Oral or intravenous antimicrobial therapy
A clinically unstable patient may often initially require intravenous antimicrobial therapy. However, switching to oral therapy once they are improving has big advantages, and one relatively easily achievable AMS goal is ensuring this switch is made in a timely way when this is appropriate.
Switching could be built into the prospective audit and feedback approach, or the pharmacy might take responsibility for reminding clinicians of the need for reassessment if there is no electronic prescribing system to do this.
Now watch Video 3, which has been taken from a larger WHO course on AMS, and answer the following questions.
Transcript: Video 3 Pharmacology of antimicrobials for clinicians (continued) (WHO, n.d. 3).
Bioavailability, or the amount of active drug that reaches the bloodstream after administration, is a key pharmacokinetic property of each antimicrobial. Highly bioavailable oral antibiotics are those that achieve serum concentrations comparable to antibiotics administered intravenously.
Although many hospitalised patients initially receive empiric intravenous antimicrobials due to clinical instability, the course of therapy for many common infections may subsequently be completed with orally administered drugs.
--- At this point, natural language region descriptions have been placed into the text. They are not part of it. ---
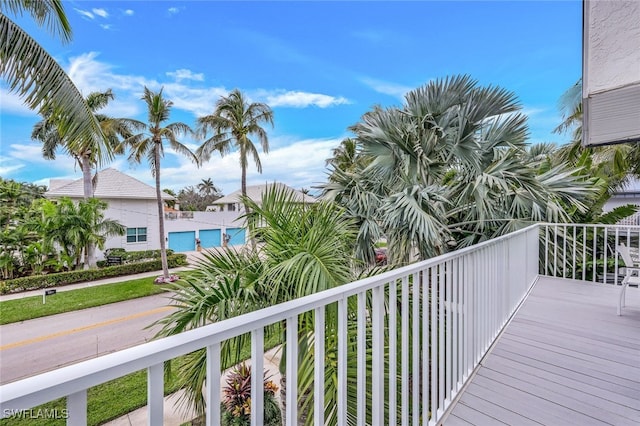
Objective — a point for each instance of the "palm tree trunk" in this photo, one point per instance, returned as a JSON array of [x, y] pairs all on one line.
[[87, 183], [163, 246]]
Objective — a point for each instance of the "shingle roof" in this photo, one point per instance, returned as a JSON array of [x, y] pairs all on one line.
[[112, 184], [254, 192]]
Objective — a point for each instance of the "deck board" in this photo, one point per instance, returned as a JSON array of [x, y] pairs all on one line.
[[566, 358]]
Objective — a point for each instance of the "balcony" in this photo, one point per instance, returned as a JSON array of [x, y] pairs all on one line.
[[521, 329]]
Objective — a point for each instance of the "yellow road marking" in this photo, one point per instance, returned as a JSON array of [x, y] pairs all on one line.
[[86, 327]]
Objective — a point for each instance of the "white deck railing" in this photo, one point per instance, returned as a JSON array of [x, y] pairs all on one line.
[[432, 322]]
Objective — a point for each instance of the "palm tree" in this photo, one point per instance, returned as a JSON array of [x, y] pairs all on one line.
[[39, 79], [233, 121], [48, 132], [151, 146], [448, 169]]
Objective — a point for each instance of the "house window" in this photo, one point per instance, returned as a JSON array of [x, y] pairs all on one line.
[[136, 235]]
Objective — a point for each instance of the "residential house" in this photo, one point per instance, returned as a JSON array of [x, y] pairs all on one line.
[[231, 202], [130, 202]]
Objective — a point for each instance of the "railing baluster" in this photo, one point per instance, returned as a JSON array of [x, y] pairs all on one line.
[[404, 347], [213, 385], [318, 379], [433, 343], [292, 371], [449, 326], [361, 400], [342, 362], [377, 367], [155, 394], [415, 365], [77, 409]]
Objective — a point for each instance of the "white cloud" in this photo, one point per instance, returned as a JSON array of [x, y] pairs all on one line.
[[100, 12], [300, 164], [85, 13], [387, 88], [298, 99], [185, 74]]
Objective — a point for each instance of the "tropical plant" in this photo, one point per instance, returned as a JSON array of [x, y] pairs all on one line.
[[449, 168], [304, 248], [236, 399], [39, 79], [150, 145], [71, 227], [85, 152], [232, 123]]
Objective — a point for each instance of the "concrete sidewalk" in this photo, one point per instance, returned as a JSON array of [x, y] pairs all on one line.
[[192, 258]]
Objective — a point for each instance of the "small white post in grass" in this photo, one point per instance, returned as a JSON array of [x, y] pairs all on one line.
[[47, 293]]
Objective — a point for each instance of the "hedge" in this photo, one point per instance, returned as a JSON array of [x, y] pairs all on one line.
[[64, 278]]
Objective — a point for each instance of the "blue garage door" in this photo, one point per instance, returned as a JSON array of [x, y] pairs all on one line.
[[237, 236], [210, 238], [182, 241]]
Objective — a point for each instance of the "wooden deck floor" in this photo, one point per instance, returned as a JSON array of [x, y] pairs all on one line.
[[565, 359]]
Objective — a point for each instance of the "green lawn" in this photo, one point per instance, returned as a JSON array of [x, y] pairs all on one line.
[[73, 300]]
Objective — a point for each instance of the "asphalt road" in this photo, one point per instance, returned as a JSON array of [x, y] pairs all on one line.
[[35, 346]]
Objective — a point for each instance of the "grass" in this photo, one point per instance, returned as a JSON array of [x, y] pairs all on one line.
[[66, 301]]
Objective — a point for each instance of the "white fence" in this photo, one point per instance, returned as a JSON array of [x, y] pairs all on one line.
[[586, 252], [419, 332]]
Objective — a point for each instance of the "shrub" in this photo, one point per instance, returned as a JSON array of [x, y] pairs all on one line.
[[72, 277]]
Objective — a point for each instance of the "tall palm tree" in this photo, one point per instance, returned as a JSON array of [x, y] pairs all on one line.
[[85, 151], [150, 145], [39, 79], [233, 122], [447, 169]]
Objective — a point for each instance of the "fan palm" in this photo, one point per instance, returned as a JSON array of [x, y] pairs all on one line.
[[150, 145], [232, 123], [38, 78], [85, 152]]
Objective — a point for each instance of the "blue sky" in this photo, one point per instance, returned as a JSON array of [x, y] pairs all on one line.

Switching to oral antibiotics when appropriate can decrease costs, facilitate discharges and save patients from complications associated with indwelling intravenous catheters, including infection and clots.
In order to determine when oral antimicrobial therapy is indicated, clinicians can ask themselves the following questions:
Is the patient haemodynamically stable? If the answer is no, then intravenous antimicrobial therapy may be warranted. In hospitalised patients that had initially received intravenous antimicrobials, the clinician should assess the patient’s clinical trajectory. If they’re improving clinically, switching from intravenous to oral antimicrobials may be appropriate.
Is the patient eating or tolerating enteral feeding? Patients with persistent nausea and vomiting may not be candidates for orally administered antimicrobials.
Is the patient able to adequately absorb orally administered medications? Patients with an active gastrointestinal bleed, or those with ileus, bowel absorption syndromes or proximal resection of their small intestines may not be candidates for orally administered antimicrobials.
Is there an orally bioavailable antibiotic that could be used to treat this infection? Bioavailable oral antibiotics that are commonly prescribed in practise include fluoroquinolones, doxycycline, azithromycin, trimethoprim-sulfamethoxazole, metronidazole, linezolid and fluconazole. Some beta-lactams have good or at least adequate oral bioavailability when dosed appropriately. Some life-threatening infections, such as meningitis or endocarditis, should not be treated with oral antimicrobials.
However, many other commonly encountered infections – including community-acquired pneumonia, skin and soft tissue infections, and urinary tract infections – are good candidates for either initial empiric or conversion to oral antimicrobial therapy to complete a course. Microbiologist, infectious disease specialist and clinical pharmacist (if available) can often assist when making decisions regarding the use or transition to oral antimicrobials.
-
Name as many benefits as you can of switching from IV to oral antimicrobial therapy.
-
You might have thought of:
- decreasing costs
- facilitating discharge
- avoiding complications associated with indwelling intravenous catheters, including infection and clots.
-
What factors determine whether a patient is a candidate for a switch from IV to oral?
-
You might have suggested that the patient can be switched to oral antimicrobial therapy if:
- they are eating or can tolerate food
- they do not have any condition that affects their ability to absorb antimicrobials administered orally
- their condition will respond to treatment with an antimicrobial that is orally bioavailable.
Patients with endocarditis or meningitis should not be switched to oral antimicrobials.